The 1st Texas Cavalry Regiment was a cavalry formation of the Confederate States Army in the Trans-Mississippi Theater of the American Civil War.

==History==
The regiment was organized with ten companies by Colonel Henry E. McCulloch in April 1861 and named the 1st Texas Mounted Rifles. In early May 1861, the regiment secured the surrender of the small Federal garrison of San Antonio. Except from a skirmish with Native Americans in November 1861, the regiment took part in no more actions. In April 1862, the regiment was reduced to five companies and renamed the 8th Texas Cavalry Battalion.

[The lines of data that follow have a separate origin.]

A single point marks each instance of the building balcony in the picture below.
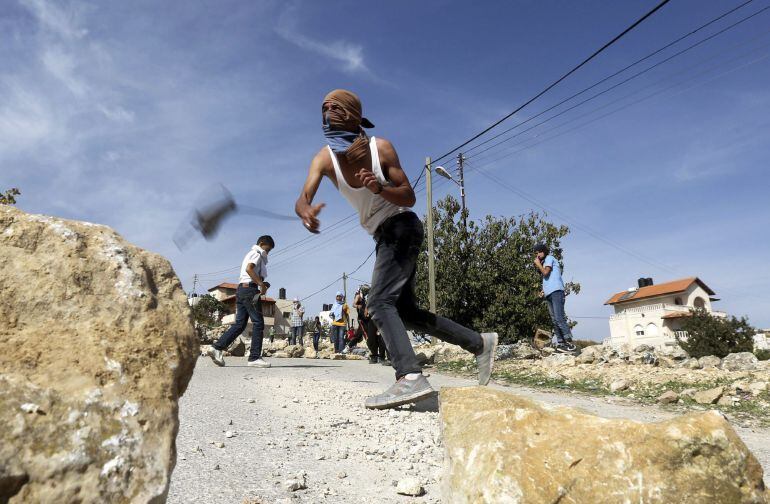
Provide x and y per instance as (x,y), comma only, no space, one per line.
(657,307)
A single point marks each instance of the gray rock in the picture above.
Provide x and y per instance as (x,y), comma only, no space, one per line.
(709,361)
(709,396)
(410,486)
(619,386)
(742,361)
(692,364)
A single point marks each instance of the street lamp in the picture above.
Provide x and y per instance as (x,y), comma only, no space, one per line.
(461,183)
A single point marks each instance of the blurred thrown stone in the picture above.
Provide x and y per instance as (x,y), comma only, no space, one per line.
(103,347)
(742,361)
(410,486)
(521,451)
(709,396)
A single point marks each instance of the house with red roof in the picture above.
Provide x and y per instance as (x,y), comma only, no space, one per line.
(652,314)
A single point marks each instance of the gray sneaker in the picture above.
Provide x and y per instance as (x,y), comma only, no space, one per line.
(402,392)
(486,358)
(216,356)
(258,363)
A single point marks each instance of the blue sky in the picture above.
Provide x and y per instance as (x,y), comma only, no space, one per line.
(124,113)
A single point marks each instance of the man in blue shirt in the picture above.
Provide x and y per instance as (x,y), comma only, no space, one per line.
(553,290)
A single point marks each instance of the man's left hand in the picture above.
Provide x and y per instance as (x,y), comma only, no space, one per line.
(369,181)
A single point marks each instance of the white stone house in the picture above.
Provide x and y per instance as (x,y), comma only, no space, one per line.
(652,314)
(225,292)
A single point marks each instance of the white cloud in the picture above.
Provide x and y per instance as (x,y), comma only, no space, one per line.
(350,55)
(56,19)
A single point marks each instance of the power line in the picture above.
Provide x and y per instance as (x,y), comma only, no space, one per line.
(488,162)
(601,81)
(560,79)
(614,86)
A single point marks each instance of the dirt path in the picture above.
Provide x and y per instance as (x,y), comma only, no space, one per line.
(307,415)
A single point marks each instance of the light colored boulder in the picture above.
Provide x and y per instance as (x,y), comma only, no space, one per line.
(742,361)
(646,358)
(446,352)
(237,348)
(542,339)
(501,448)
(559,360)
(410,486)
(668,397)
(665,361)
(709,396)
(619,386)
(709,361)
(100,346)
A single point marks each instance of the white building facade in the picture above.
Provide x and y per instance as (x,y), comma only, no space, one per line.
(652,314)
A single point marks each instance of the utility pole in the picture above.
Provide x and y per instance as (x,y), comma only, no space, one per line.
(460,160)
(431,255)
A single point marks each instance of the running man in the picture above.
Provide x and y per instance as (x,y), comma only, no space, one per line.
(251,286)
(553,290)
(367,173)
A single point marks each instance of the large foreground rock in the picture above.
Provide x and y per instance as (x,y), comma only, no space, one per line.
(501,448)
(97,348)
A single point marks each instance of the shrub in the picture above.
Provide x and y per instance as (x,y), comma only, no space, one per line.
(710,335)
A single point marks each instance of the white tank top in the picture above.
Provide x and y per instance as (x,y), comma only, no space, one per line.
(372,208)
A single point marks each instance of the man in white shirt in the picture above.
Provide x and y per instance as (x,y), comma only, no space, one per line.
(251,286)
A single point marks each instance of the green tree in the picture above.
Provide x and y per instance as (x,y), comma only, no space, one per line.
(9,196)
(485,277)
(710,335)
(206,311)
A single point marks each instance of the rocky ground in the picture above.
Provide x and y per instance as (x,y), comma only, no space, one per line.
(738,385)
(261,435)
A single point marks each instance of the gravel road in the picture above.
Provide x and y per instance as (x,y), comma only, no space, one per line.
(246,433)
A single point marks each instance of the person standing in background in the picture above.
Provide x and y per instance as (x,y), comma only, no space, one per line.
(553,290)
(339,315)
(297,313)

On May 2, 1862, William O. Yager's 3rd Texas Cavalry Battalion was consolidated with the 8th Cavalry Battalion to form a new 1st Texas Cavalry Regiment under Colonel Augustus Buchel, a German soldier of fortune who emigrated to Texas in 1845. The regiment served on the Texas Gulf Coast in 1863 but later transferred to Louisiana. In 1864, it fought at Mansfield, Pleasant Hill, and Yellow Bayou in the Red River Campaign. After Buchel died of wound received at the Battle of Pleasant Hill, Yager led the 1st Texas Cavalry Regiment for the rest of the American Civil War. The regiment was included in the May 26, 1865, surrender.